Import a variogram model manually into python using pygeostat functions:

>>> #Import the reference variogram models into python
>>> var1 = gs.VargModel(vargstr='''3 0
>>> 1 0.46 0 0 0
>>> 16 16 16
>>> 1 0.06 0 0 0
>>> 32 32 32
>>> 1 0.48 0 0 0
>>> 64 64 64''')
>>> #Generate a dataframe that has lag distances values for the above model
>>> model1 = var1.model(azm=0, dip=0, nlags=200, lagdist=0.5, returnstr=False)

Load output from varsim:

>>> varsimdat = gs.DataFile('varsim_reals.out', readfl=True)

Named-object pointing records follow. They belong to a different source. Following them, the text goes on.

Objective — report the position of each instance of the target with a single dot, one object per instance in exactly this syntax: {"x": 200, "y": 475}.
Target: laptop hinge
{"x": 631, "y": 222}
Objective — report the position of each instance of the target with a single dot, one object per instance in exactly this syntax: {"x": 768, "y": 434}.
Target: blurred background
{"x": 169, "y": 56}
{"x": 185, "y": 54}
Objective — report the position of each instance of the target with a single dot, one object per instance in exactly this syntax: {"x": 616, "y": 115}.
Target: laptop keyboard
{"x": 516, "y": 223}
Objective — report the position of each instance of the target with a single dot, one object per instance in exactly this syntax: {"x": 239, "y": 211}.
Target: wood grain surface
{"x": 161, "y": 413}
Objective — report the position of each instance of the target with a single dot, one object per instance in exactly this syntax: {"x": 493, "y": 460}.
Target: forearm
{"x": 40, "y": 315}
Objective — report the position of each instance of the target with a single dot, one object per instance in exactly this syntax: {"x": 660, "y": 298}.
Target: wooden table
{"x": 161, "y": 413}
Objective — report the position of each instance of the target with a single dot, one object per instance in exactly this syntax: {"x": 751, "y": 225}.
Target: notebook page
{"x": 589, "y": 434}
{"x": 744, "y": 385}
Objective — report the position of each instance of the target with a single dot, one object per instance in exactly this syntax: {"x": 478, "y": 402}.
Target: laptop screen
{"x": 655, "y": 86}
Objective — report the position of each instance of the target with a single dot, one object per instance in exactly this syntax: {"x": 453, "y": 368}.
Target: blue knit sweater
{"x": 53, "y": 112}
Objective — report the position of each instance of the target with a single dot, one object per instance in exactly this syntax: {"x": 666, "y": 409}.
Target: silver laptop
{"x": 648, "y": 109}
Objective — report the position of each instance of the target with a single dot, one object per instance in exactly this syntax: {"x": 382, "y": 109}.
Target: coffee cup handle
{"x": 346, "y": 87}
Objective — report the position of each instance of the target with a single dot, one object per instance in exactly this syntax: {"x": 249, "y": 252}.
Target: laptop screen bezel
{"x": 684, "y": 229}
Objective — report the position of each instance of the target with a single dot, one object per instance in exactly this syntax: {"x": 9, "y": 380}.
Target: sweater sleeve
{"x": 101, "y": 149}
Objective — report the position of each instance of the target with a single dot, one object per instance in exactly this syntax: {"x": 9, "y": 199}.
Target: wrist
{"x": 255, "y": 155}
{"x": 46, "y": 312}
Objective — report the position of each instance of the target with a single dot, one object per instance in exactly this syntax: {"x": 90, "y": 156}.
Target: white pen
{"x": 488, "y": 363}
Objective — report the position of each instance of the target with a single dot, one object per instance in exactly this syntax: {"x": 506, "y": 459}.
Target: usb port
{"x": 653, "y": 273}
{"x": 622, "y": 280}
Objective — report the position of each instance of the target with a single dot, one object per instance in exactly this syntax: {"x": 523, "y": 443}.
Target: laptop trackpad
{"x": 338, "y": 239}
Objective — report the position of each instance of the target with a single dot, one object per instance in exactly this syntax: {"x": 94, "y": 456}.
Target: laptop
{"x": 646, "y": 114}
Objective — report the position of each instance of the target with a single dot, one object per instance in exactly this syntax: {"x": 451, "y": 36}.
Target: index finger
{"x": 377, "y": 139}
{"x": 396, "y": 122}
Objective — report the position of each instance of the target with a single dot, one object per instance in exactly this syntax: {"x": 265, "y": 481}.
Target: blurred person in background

Look at what variograms are within the variogram data:

>>> gs.get_uniquevarids(varsimdat.data)
Variogram ID: 1 ... Variable: 1, Azimuth 90, Dip 0
Variogram ID: 2 ... Variable: 2, Azimuth 90, Dip 0
Variogram ID: 3 ... Variable: 3, Azimuth 90, Dip 0

A simple call using the variogram model loaded and the set of realizations associated with Variogram ID 1:

>>> gs.varpltsim(simdat=varsimdat.data, simvarid=1, refdat=model1)
_images/varpltsim1_150.png

Use a custom variogram title, and fix the x-axis limits:

>>> gs.varpltsim(simdat=varsimdat.data, simvarid=1, refdat=model1, xlim=(0,150),
...              title='PVar1 Variogram Reproduction')
_images/varpltsim2_150.png

To plot all the variables at once, we first need a dictionary that has model data loaded within it. Create a dictionary using the already loaded model and files generated from varcalc for the other variables:

>>> models={}
>>> models[1] = model1
>>> models[2] = gs.DataFile('varsim_model_var2.out', readfl=True).data
>>> models[3] = gs.DataFile('varsim_model_var3.out', readfl=True).data

Now loop through the variables, use a variable name to update the title produced:

>>> variables=['PVar1', 'PVar2', 'PVar3']
>>> for i in range(1,4):
>>>     var=variables[i-1]
>>>     gs.varpltsim(simdat=varsimdat.data, simvarid=i, refdat=models[i], variable=var,
...                  xlim=(0,150))
_images/varpltsim3_150.png _images/varpltsim4_150.png _images/varpltsim5_150.png

Code author: Warren E. Black - 2015-10-15

Pygeostat Plotting Styles

pygeostat.plotting.set_style(style=None, custom=None)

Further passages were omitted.